Silva também destacou os índices de agressões a estudantes LGBTs nas universidades, e apresentou dados que apontam que 73% dos estudantes entrevistados foram agredidos. Desses, 36% fisicamente e 60% dos alunos já faltaram à aula para fugir de assédios ou outras agressões. O representante do Ilaese também alertou para o alto índice de suicídio de estudantes e também de estupros, principalmente, nas universidades públicas. “O número de estupros é maior nas instituições públicas, porque a sensação de impunidade do estudante branco, de classe média alta, é maior”, disse.

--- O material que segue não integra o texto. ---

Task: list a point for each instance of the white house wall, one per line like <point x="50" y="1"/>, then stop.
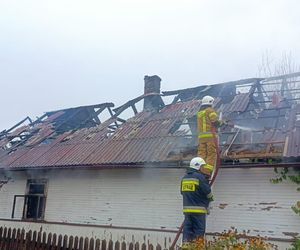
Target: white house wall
<point x="150" y="199"/>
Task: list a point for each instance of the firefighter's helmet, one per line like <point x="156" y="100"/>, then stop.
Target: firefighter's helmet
<point x="207" y="100"/>
<point x="196" y="163"/>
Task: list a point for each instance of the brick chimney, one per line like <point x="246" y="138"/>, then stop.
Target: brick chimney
<point x="152" y="85"/>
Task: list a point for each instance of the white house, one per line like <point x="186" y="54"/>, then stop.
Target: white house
<point x="68" y="172"/>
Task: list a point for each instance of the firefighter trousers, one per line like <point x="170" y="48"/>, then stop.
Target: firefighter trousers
<point x="193" y="227"/>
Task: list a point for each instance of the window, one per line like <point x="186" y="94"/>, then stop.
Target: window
<point x="35" y="199"/>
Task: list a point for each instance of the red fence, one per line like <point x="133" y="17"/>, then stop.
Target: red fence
<point x="17" y="239"/>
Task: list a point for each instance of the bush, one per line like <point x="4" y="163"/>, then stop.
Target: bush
<point x="231" y="240"/>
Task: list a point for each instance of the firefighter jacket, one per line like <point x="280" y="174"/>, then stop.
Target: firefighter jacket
<point x="196" y="192"/>
<point x="207" y="120"/>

Outro tema abordado foi a invisibilização dos LGBTs nas mais diversas áreas de produção de conhecimento e citou como exemplo Alan Turing, matemático que inventou o computador. “As ideologias são construídas pela classe dominante, mas o povo assume essas ideologias, e nossa luta como professor é desconstruir esses discursos, essa é a nossa luta cotidiana”. Wilson Silva concluiu citando Paulo Freire: “Seria uma atitude muito ingênua esperar que as classes dominantes desenvolvessem uma forma de educação que permitisse às classes dominadas percebessem as injustiças sociais de forma crítica”.